The centre has initiated a plan to educate community clinicians, nurses, and the patients and families it serves. Physician-to-physician mentoring and education is conducted on both a large scale and on an interpersonal level. Recently, Dr Dennis spoke on diabetic foot ulcers for the medical centre’s Clinical Problems in Medicine lecture series. This lecture series was supported by medical staff to increase physician interaction and communication on specialised acute and chronic care. Dr Dennis prepared a PowerPoint presentation that delineated:

  • The rise in diabetes-related amputations (due to ulcerations and infection) and its associated mortality rates post-amputation
  • Diabetic ulcer prevention opportunities for primary care physicians
  • The factors that contribute to the development of diabetic ulcers and the wound care techniques that can be used to manage the resulting infection
  • The vascular needs of diabetes-related wounds and the use of adjunctive hyperbaric oxygen therapy
  • Physician-to-physician communication takes place through follow-up letters.
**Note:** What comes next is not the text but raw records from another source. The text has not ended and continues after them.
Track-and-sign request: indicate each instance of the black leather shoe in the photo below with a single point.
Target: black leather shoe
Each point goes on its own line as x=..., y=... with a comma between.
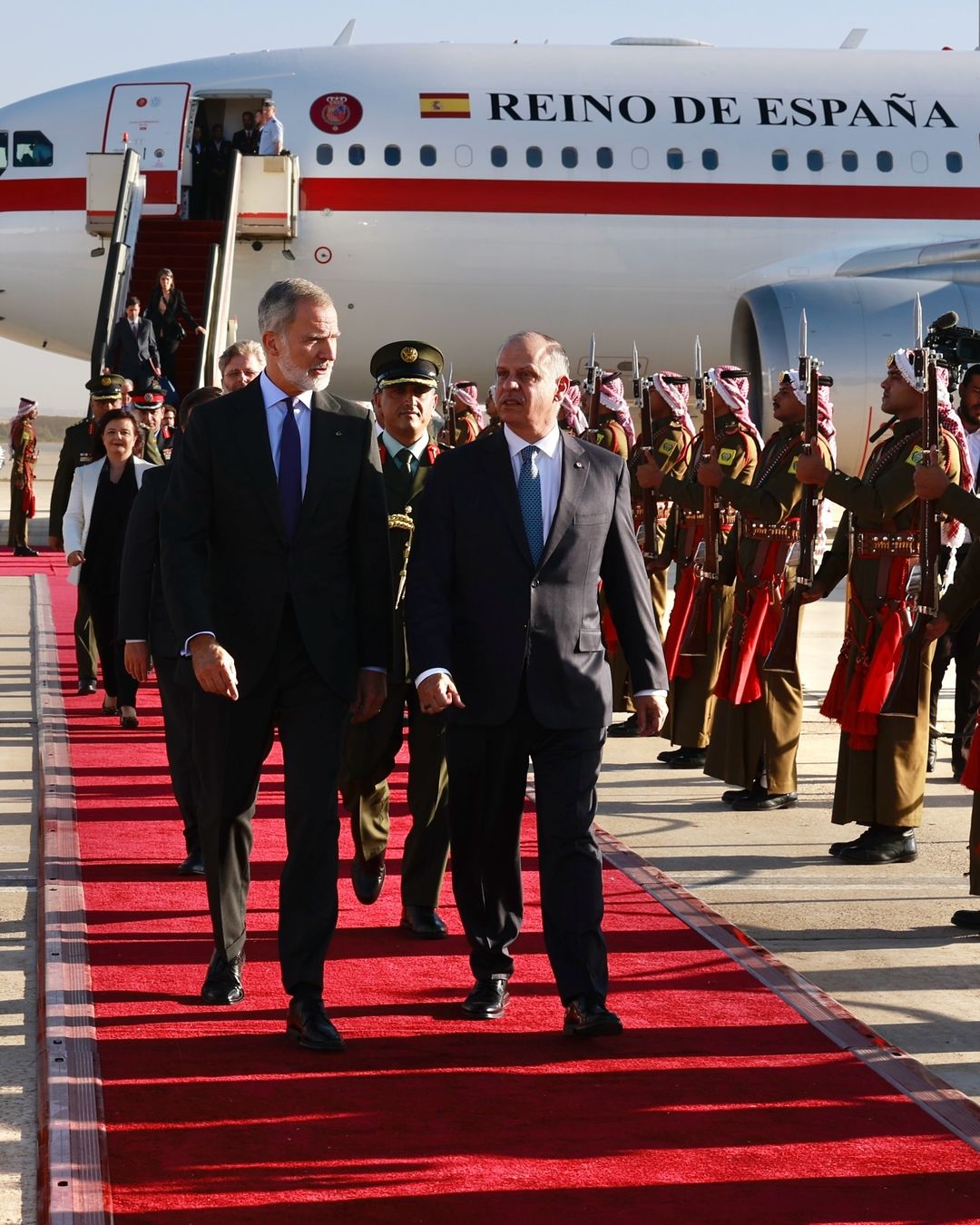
x=627, y=728
x=685, y=759
x=368, y=876
x=741, y=793
x=590, y=1018
x=424, y=921
x=887, y=846
x=193, y=865
x=766, y=801
x=309, y=1024
x=487, y=998
x=223, y=979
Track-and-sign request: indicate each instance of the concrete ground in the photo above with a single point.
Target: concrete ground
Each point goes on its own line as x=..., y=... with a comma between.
x=877, y=940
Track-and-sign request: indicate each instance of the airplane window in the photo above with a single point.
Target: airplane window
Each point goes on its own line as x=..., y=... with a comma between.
x=32, y=149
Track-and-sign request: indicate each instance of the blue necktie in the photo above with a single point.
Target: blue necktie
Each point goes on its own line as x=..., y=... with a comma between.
x=529, y=496
x=290, y=469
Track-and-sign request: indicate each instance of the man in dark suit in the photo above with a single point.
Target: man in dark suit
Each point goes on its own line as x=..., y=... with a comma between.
x=247, y=137
x=132, y=348
x=407, y=377
x=271, y=532
x=146, y=627
x=554, y=518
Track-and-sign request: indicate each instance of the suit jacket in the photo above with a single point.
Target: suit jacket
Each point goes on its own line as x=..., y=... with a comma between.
x=478, y=606
x=79, y=514
x=142, y=609
x=132, y=354
x=228, y=566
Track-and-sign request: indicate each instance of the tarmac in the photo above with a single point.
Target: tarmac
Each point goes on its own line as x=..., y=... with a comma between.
x=876, y=940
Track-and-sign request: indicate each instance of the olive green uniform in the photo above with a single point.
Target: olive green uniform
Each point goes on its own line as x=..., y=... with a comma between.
x=81, y=446
x=767, y=729
x=371, y=748
x=879, y=780
x=691, y=699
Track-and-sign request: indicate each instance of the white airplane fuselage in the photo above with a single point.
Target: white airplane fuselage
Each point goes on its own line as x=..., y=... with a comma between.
x=636, y=191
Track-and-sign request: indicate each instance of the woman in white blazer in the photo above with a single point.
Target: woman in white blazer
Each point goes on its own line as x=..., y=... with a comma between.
x=94, y=524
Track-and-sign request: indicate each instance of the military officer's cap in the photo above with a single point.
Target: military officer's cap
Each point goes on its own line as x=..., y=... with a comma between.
x=407, y=361
x=105, y=386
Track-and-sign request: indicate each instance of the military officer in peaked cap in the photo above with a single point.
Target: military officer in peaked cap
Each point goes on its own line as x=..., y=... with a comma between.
x=406, y=397
x=81, y=446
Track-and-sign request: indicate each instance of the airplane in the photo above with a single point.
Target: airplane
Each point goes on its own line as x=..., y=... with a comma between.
x=646, y=190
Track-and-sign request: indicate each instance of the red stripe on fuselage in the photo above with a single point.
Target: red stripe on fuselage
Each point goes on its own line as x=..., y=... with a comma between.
x=608, y=199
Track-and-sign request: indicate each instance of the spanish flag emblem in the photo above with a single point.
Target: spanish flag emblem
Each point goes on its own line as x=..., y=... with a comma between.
x=444, y=105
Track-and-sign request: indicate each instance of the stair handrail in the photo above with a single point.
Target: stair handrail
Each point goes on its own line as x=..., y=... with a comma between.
x=115, y=283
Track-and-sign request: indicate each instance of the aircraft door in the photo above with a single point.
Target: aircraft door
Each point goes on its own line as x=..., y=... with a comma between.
x=150, y=116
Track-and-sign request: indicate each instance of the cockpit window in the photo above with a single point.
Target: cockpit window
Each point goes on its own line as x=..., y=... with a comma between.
x=32, y=149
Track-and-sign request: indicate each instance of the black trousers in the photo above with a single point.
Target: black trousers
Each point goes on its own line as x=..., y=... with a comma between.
x=487, y=777
x=103, y=601
x=177, y=699
x=231, y=740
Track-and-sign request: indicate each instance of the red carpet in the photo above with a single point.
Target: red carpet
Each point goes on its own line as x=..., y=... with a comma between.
x=720, y=1102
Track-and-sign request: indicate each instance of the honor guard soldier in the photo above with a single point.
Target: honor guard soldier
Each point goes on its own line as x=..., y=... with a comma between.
x=407, y=377
x=81, y=446
x=693, y=676
x=881, y=769
x=759, y=714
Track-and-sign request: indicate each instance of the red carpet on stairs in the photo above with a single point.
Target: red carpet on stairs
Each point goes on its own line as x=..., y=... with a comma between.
x=720, y=1104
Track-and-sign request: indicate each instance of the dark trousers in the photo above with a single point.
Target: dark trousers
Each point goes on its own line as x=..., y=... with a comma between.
x=487, y=776
x=177, y=700
x=115, y=680
x=86, y=652
x=370, y=750
x=231, y=740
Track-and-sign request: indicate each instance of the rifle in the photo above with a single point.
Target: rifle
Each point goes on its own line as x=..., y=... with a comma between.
x=593, y=388
x=903, y=696
x=696, y=636
x=446, y=437
x=642, y=401
x=781, y=657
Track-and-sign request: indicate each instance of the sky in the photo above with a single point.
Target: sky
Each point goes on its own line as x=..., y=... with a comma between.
x=58, y=42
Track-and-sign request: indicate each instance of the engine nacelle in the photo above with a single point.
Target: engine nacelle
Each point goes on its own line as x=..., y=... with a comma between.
x=853, y=324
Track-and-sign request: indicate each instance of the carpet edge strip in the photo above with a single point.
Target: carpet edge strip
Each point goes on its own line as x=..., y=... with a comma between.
x=73, y=1183
x=951, y=1108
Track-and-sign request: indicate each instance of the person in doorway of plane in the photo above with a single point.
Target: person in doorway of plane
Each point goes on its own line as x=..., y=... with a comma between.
x=272, y=135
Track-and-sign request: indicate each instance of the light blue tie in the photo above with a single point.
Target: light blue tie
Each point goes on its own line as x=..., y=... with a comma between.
x=529, y=496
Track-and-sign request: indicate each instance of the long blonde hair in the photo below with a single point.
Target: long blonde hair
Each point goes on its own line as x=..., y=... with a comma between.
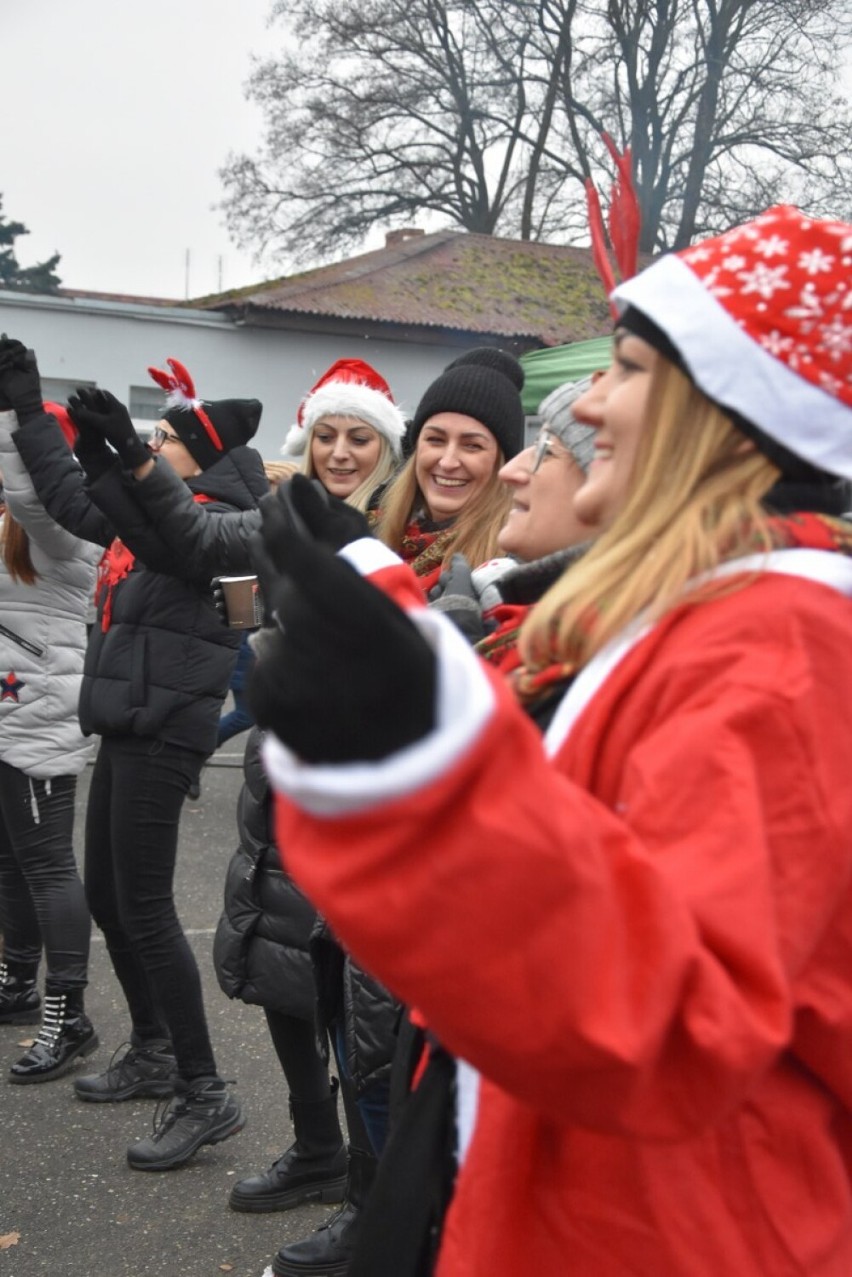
x=695, y=499
x=382, y=471
x=475, y=529
x=15, y=551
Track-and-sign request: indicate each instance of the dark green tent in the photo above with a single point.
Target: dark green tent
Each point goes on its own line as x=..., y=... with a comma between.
x=546, y=369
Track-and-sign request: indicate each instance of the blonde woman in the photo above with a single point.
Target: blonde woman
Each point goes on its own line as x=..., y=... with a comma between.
x=46, y=584
x=638, y=937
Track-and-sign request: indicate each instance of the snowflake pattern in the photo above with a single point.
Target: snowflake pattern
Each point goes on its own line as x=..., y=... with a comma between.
x=815, y=261
x=765, y=280
x=784, y=281
x=772, y=247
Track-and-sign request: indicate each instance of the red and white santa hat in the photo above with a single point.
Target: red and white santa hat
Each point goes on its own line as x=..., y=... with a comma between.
x=761, y=321
x=350, y=387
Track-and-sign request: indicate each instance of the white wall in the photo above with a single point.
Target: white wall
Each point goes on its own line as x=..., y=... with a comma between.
x=111, y=344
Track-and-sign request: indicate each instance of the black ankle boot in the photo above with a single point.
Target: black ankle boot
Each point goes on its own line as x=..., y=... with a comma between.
x=312, y=1170
x=19, y=1000
x=328, y=1250
x=65, y=1035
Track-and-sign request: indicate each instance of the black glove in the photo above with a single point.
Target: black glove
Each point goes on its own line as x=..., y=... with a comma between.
x=345, y=676
x=101, y=411
x=455, y=595
x=309, y=510
x=19, y=381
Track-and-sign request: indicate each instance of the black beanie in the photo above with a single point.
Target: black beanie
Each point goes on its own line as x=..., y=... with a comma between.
x=213, y=428
x=484, y=383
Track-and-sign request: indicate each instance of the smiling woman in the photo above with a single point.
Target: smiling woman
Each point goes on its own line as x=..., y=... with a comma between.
x=447, y=499
x=349, y=432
Physicians referring patients to the centre receive letters that include pictures of the patient’s wounds as well as information on the progress of the wounds, the measurements of the wounds and the plan of care. They also receive a note from the centre physician caring for their patient. Both the large-scale and interpersonal interactions allow the wound centre’s physicians to partner with community physicians in building a reservoir of wound care knowledge that is available to the wider medical community.

Community outreach is accomplished using PowerPoint presentations. The programme director organises events where the centre’s physicians speak. Centre physicians have lectured at public libraries, club and association meetings and other clinical community meetings.

WEB-BASED DATABASE

The wound centre has obtained access to the web-based Woundstar database. This proprietary wound care database assists the centre’s clinicians in effectively managing patient care. Patient wound care information – such as the date, wound measurements, diagnosis, procedure performed and patient education – is entered into the database daily.

“Wound care is continuing to emerge as a medical discipline. “

Woundstar enables the centre’s clinicians to produce reports, benchmark patient progress, capture the patient diagnoses and provide a history of the patient care provided by the centre. The wound healing reports can identify wound healing outliers (those that fall outside a 14-week period), calculate average time to healing, work out the percentage of wounds that heal within 14 weeks and generate a list of potential patients suitable for hyperbaric oxygen therapy.

WOUND CARE TECHNOLOGY

Wound care is continuing to emerge as a medical discipline, and teachers and students of wound healing alike are benefiting from a variety of technologically advanced communication applications and tools that increase the effectiveness of their exchanges. The wound care clinicians at the wound care centre at Brookhaven continue to use PowerPoint, digital photographs, web-based conferencing and database tracking to teach other clinicians in the community, increase their wound care knowledge, track patient progress and cooperatively discuss particularly difficult cases with their colleagues.

The role and importance of technology continues to grow in the healthcare field. Many medical disciplines have benefited greatly from technological advances, and the wound care discipline is no exception.